Goal: Build a treasure sprite that hides itself the moment the mouse pointer touches it — like finding the prize. (Sensing → touching [mouse-pointer v]?.) Bonus: add a when ⚑ clicked + show at the top so every new game starts with the treasure visible.
when flag clicked
show
forever
if <touching [mouse-pointer v] ?> then
hide
end
end
Think: The treasure has gone from a passive picture to a tiny game object — find me and I vanish. This three-block change is the difference between a slideshow and a game.
Mini-Challenge — the seeker that meows at the fence 5 min
"Daniel's bouncing seeker"
Daniel wants the seeker to patrol back and forth, and say "Meow!" for half a second every time it bounces off a fence. He writes this:
when flag clicked
forever
move (10) steps
say [Meow!] for (0.5) seconds
if <touching [edge v] ?> then
turn cw (180) degrees
end
end
Click the flag mentally — what happens, and what does Daniel actually want?
Reveal one valid solution
Daniel's stack says "Meow!" every frame, not "only when bouncing". The say block sits outside the if-then, so it runs every time around the forever loop — which is many times a second. The cat ends up with a permanent speech bubble.
The fix is to move the say inside the if-then, so it only fires when the touching-edge question is true:
when flag clicked
forever
move (10) steps
if <touching [edge v] ?> then
say [Meow!] for (0.5) seconds
turn cw (180) degrees
end
end
Same six blocks. One was in the wrong place. The if-then C is a fence — anything inside happens conditionally, anything outside happens always. Knowing where the fence is, is the whole skill.
Recap 2 min
You met your first decision block. The if <> then C-block in the Control palette holds blocks that should run only sometimes — only when the hexagonal question in its diamond reports true. Inside a forever loop, an if-then turns a blind script into one that watches its surroundings and reacts. The fence between "inside the C" and "outside the C" is the most important boundary in conditional code.
- Conditional
- A block (or pattern) that runs other blocks only if a condition is true. The if <> then block is Scratch's smallest conditional.
- Boolean reporter
- A hexagonal block that reports either true or false. Examples: touching [edge v]?, key [space v] pressed?, () = ().
- C-block
- A block shaped like a C with one or more slots for other blocks inside the C. if <> then, forever, and repeat (10) are all C-blocks.
- Diamond slot
- The hexagonal hole at the top of an if-then where only boolean reporters fit. The block shape physically prevents you from using the wrong kind of input — that's intentional.
Homework 1 min
The Three-Reactor Drill. Build three sprites in one project. Each one reacts to a different thing.
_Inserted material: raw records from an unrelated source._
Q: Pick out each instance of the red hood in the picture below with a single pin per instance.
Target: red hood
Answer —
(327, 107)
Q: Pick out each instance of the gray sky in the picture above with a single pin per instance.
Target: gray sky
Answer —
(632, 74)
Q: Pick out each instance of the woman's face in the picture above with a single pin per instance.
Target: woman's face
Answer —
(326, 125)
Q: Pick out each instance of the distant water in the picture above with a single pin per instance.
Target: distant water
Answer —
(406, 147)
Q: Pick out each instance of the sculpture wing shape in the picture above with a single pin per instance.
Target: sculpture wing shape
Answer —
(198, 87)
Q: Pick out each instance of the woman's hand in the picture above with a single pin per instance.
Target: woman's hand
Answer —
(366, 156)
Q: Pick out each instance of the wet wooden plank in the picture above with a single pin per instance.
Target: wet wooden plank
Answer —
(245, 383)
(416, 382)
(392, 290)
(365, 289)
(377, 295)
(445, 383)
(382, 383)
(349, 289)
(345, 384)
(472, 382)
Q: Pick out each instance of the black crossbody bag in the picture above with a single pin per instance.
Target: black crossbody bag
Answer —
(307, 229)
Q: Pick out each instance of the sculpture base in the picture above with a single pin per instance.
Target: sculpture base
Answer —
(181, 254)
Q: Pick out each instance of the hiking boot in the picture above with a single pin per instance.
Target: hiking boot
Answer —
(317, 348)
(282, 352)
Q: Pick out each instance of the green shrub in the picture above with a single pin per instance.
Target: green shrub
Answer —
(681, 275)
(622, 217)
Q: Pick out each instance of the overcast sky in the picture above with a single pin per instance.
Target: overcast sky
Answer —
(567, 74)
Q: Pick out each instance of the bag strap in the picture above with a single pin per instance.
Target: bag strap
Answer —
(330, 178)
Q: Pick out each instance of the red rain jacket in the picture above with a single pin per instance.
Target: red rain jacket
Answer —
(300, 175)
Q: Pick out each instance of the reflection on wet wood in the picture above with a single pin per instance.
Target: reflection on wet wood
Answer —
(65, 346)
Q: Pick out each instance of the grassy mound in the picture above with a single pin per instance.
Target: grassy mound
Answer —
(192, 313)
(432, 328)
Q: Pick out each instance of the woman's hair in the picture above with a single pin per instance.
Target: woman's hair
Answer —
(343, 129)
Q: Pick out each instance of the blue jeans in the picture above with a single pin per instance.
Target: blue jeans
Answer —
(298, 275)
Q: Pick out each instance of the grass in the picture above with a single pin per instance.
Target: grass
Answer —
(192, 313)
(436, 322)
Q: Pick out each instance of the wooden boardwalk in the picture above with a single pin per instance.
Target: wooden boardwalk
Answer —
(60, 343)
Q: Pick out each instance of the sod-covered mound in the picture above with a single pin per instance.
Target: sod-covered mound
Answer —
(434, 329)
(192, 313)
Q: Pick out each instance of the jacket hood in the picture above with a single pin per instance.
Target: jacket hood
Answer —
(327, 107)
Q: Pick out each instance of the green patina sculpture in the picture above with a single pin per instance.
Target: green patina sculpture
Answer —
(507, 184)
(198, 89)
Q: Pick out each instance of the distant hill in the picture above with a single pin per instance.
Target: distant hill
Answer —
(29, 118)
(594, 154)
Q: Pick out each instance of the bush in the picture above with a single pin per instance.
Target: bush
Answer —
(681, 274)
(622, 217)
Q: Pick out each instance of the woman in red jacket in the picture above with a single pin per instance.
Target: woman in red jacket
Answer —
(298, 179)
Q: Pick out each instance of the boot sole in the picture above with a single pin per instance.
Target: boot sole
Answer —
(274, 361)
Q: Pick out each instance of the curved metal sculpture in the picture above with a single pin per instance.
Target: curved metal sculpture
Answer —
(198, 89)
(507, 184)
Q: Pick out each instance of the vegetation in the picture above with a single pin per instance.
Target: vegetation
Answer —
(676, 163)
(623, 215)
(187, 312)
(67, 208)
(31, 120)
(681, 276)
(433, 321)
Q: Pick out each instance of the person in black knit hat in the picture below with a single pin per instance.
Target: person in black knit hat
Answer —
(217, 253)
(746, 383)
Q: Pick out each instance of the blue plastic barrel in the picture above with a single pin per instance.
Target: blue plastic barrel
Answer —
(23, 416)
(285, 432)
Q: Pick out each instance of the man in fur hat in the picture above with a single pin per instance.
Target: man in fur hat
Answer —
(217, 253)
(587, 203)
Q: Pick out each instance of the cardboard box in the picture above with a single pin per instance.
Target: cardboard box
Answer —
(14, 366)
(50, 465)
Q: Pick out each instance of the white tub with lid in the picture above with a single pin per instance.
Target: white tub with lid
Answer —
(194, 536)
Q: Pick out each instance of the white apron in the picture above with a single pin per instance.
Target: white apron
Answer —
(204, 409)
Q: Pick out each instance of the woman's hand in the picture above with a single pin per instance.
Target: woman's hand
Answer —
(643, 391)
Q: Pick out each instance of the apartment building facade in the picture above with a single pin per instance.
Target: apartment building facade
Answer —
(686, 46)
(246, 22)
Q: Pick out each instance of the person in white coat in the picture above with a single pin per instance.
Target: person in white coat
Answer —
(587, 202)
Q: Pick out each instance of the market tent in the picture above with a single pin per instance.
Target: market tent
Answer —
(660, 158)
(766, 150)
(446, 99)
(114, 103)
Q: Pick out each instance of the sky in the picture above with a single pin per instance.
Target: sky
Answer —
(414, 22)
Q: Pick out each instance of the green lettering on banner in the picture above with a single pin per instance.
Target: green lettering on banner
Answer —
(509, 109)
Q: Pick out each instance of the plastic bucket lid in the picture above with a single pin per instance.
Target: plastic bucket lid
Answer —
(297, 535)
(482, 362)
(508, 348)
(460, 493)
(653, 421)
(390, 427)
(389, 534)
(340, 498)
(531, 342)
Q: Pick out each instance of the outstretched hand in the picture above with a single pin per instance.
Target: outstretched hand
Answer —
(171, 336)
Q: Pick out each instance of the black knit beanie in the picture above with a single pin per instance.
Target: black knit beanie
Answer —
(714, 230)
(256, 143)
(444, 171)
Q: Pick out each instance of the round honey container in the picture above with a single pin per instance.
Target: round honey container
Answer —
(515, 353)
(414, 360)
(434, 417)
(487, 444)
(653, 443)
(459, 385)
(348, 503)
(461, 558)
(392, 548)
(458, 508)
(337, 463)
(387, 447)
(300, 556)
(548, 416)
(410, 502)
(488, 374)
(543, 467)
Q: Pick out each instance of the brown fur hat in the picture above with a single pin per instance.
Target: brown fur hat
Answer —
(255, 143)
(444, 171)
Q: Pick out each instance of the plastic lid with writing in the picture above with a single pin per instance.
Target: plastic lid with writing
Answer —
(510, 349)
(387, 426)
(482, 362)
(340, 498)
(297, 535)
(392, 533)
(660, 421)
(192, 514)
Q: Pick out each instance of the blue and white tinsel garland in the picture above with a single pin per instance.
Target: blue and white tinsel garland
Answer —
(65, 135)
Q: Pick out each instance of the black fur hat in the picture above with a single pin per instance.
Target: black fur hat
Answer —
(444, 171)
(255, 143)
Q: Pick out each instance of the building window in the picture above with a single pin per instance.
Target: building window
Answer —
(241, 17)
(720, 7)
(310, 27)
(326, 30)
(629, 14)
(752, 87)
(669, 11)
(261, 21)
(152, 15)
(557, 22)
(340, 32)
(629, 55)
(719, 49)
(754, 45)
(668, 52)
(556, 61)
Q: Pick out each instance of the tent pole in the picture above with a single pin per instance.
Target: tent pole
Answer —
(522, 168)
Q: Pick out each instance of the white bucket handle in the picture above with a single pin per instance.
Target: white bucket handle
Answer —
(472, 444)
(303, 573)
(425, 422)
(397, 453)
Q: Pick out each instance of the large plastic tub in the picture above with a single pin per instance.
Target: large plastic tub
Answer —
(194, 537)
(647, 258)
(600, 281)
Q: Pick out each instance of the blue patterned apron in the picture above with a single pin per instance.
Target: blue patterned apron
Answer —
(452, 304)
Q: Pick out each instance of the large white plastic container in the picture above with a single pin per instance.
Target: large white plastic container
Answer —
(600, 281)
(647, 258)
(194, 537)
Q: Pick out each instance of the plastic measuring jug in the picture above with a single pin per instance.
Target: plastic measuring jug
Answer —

- Sprite 1: patrols forever (forever + move (10) steps), and turns around when it touches the edge (if <> then + touching [edge v]?).
- Sprite 2: hides forever, but shows for one second every time the space key is pressed (key [space v] pressed?). Then hides again. Use wait (1) seconds after the show.
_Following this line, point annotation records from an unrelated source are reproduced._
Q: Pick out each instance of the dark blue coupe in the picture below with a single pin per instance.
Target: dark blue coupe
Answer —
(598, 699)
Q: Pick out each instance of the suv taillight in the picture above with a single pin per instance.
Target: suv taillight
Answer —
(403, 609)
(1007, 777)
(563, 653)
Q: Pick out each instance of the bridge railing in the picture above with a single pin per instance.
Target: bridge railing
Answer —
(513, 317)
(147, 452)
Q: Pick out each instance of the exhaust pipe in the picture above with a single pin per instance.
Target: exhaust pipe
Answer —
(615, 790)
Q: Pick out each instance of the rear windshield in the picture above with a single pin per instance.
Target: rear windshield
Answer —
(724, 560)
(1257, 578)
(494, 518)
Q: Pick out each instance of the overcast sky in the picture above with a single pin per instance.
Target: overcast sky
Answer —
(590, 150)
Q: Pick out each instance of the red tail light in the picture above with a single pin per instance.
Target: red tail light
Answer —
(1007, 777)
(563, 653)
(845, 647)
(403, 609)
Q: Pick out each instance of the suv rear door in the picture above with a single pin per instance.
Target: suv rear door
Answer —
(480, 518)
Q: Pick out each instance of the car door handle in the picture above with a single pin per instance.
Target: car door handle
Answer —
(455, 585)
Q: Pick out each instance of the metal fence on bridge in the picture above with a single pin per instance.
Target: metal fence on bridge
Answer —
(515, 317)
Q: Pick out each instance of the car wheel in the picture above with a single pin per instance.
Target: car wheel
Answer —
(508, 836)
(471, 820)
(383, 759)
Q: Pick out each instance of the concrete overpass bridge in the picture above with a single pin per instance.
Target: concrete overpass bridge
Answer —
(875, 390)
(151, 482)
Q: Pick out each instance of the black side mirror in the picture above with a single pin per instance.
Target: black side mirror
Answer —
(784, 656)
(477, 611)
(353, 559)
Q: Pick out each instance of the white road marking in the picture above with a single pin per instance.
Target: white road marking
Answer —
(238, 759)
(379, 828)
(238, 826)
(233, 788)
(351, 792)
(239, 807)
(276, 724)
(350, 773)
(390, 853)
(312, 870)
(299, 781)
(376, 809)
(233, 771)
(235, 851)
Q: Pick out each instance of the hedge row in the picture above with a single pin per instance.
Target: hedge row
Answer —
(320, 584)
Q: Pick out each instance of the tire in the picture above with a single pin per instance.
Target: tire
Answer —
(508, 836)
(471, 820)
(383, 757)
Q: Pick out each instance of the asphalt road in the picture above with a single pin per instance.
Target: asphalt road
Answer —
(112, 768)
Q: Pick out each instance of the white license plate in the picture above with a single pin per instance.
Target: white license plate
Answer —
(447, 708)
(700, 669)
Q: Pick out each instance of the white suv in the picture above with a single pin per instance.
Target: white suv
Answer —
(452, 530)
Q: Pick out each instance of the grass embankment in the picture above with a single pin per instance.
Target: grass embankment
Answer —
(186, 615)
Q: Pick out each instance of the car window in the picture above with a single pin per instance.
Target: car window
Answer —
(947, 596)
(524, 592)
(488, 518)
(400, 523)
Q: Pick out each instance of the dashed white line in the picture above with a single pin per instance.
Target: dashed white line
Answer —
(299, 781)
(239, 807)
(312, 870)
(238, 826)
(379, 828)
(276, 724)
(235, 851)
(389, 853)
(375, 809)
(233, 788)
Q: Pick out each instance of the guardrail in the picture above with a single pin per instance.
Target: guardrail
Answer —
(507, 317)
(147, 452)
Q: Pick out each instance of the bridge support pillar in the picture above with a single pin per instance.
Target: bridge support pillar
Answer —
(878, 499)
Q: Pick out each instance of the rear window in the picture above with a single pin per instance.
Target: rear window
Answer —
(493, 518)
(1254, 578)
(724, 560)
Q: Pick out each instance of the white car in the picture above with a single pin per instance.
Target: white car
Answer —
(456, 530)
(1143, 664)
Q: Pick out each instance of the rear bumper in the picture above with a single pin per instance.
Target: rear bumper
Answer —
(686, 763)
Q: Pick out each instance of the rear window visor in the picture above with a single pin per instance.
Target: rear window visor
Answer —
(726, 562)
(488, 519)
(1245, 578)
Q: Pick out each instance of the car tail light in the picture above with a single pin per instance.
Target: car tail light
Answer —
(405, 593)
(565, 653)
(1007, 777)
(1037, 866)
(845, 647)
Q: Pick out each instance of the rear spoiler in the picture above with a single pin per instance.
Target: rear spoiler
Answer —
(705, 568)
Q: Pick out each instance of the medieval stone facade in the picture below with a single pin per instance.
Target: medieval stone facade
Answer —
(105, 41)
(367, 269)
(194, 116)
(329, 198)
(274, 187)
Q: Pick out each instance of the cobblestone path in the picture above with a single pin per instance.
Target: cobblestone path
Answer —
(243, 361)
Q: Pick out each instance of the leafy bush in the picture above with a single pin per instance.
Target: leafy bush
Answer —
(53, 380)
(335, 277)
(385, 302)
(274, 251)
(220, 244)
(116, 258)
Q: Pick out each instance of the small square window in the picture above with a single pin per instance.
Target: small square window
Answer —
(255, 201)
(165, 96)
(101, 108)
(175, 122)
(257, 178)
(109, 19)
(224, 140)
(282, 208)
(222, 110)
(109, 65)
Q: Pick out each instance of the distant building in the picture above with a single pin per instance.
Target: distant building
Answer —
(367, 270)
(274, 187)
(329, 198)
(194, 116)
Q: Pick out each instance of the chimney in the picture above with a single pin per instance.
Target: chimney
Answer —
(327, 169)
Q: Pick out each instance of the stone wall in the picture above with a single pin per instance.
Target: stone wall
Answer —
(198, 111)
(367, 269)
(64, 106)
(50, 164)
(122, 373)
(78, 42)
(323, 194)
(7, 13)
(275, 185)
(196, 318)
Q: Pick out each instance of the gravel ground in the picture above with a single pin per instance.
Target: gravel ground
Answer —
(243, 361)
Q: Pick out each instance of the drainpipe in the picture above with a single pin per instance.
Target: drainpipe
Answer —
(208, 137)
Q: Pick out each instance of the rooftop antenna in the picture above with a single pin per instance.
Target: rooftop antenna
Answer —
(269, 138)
- Sprite 3: stays still, but say [Hi!] for (1) seconds every time the mouse pointer touches it (touching [mouse-pointer v]?).
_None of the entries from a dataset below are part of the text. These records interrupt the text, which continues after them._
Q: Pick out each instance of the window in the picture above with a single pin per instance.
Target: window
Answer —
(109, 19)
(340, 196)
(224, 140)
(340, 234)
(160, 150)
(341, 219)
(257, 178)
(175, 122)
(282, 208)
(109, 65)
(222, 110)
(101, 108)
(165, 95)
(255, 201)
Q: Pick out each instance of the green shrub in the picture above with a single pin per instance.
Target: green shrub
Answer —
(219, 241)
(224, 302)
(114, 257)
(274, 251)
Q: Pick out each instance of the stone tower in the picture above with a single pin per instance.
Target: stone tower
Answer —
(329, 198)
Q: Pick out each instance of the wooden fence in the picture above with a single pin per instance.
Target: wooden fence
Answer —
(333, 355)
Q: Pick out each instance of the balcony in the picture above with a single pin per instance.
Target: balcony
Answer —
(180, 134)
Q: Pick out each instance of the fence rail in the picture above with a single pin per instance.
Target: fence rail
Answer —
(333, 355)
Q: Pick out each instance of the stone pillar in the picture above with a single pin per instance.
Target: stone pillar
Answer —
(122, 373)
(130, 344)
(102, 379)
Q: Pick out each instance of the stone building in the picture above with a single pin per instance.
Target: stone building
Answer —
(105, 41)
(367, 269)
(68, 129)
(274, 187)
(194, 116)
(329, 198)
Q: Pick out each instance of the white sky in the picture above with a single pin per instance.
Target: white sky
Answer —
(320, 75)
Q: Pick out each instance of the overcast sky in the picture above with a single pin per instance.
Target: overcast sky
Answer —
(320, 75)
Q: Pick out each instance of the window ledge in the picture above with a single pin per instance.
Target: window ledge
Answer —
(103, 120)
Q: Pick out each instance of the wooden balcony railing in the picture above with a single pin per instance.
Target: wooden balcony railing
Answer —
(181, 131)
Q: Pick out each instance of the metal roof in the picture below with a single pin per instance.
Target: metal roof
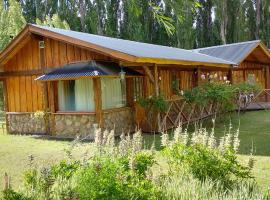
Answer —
(236, 52)
(138, 49)
(86, 69)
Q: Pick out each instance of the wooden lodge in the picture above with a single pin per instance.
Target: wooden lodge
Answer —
(81, 79)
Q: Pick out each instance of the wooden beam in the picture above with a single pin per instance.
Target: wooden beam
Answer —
(198, 79)
(267, 82)
(230, 76)
(148, 73)
(98, 101)
(130, 91)
(156, 80)
(21, 73)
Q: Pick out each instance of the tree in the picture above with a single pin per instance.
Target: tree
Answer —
(54, 21)
(11, 22)
(204, 24)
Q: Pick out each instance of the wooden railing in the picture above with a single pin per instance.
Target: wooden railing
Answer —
(260, 100)
(179, 111)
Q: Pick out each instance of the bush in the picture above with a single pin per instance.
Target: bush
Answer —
(124, 171)
(211, 93)
(204, 159)
(10, 194)
(118, 178)
(185, 186)
(205, 163)
(158, 103)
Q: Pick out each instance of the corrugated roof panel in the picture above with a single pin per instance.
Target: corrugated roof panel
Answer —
(138, 49)
(86, 69)
(231, 52)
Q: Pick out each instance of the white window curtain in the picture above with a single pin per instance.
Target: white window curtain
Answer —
(84, 95)
(66, 95)
(76, 95)
(113, 93)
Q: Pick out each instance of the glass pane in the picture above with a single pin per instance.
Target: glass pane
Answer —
(84, 95)
(76, 95)
(113, 93)
(66, 98)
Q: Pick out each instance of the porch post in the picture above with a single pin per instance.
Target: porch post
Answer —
(98, 100)
(230, 76)
(130, 91)
(156, 85)
(156, 80)
(267, 80)
(42, 57)
(198, 77)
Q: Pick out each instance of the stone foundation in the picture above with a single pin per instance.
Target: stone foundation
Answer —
(25, 123)
(72, 124)
(122, 120)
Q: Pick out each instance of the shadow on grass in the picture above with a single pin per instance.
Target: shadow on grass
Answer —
(254, 131)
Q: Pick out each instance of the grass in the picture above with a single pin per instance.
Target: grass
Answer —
(255, 127)
(254, 131)
(15, 152)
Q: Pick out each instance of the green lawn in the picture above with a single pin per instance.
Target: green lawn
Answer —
(254, 131)
(14, 150)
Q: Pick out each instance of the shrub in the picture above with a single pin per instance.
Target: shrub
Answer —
(158, 103)
(205, 163)
(215, 93)
(117, 178)
(65, 169)
(204, 159)
(10, 194)
(184, 186)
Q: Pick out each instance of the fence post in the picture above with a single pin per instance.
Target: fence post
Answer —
(6, 182)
Save as HW-L2-06-Three-Reactors.sb3. Hit the flag — all three sprites should be doing their things at the same time, each reacting to its own question.
Bring back next class:
- The
.sb3file. - Your answer to: "Sprite 1's question is checked over and over. What would happen if you put the if-then before the move instead of after? Try it and tell me."
Heads up for next class: SCR-L02-07 meets if <> then else — the same C-block but with two body slots, one for "yes" and one for "no". That's how the seeker learns to shout "Warmer!" or "Colder!".